- tim tvOne
Profil Presiden RI Ke-3 BJ Habibie, Sang Bapak Teknologi
Pasca mundurnya Presiden Soeharto pada 21 Mei 1998, nasib Indonesia yang porak poranda diarahkan kepada wakil presiden Indonesia saat itu, Bacharuddin Jusuf Habibie. BJ Habibie kemudian dilantik sebagai presiden ketiga Indonesia dan langsung melakukan reformasi politik.

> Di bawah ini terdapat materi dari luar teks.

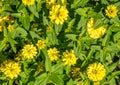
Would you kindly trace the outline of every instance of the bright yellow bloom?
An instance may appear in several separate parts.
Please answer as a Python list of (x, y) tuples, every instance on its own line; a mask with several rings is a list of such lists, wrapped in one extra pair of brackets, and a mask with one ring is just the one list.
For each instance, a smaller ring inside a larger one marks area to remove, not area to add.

Namun, masanya menjadi presiden tidaklah lama. Desakan untuk melakukan reformasi terhadap hal yang berkaitan dengan Orde Baru memaksakan pemilu yang semulanya akan diadakan pada 2002, menjadi 20 Oktober 1999, atau sekitar 17 bulan setelah BJ Habibie dilantik.
Diakui sebagai salah satu orang Indonesia paling berpengaruh, menarik untuk mengetahui lebih lanjut bagaimana profil dari BJ Habibie.
Profil Presiden Ke-3 Indonesia, BJ Habibie
BJ Habibie lahir di Pare-pare, Sulawesi Selatan, 25 Juni 1936. Ia merupakan anak keempat dari pasangan Alwi Abdul Jalil Habibie dan RA Tuti Marini Puspowardojo, ayahnya berasal dari etnis Gorontalo, sedangkan ibunya etnis Jawa. Selain itu, ia juga memiliki tujuh saudara kandung.
Marga Habibie ia dapatkan dari ayahnya, Marga tersebut merupakan salah satu marga asli dalam struktur sosial Pohala’a (kerajaan dan kekeluargaan) di Gorontalo. Secara historis, marga ini tercatat berasal dari wilayah Kabila, Kabupaten Bone Bolango, Provinsi Gorontalo.
Masa kecil dan Pendidikan
Masa kecil Habibie dihabiskan di Pare-pare. Sejak anak-anak, Habibie sudah memiliki sifat tegas dan teguh dalam berprinsip.
Ketika Habibie berusia 14 tahun, Habibie harus rela kehilangan ayahnya karena mengalami serangan jantung. Tak lama berselang, Habibie pindah ke Bandung untuk menuntut ilmu di Gouvernments Middlebare School.
Di bangku SMA, prestasi Habibie mulai menonjol, terutama dalam ilmu-ilmu eksakta. Habibie kemudian melanjutkan studinya di Fakultas Teknik Universitas Indonesia Bandung (sekarang Institut Teknologi Bandung) dengan bidang studi teknik mesin pada tahun 1954.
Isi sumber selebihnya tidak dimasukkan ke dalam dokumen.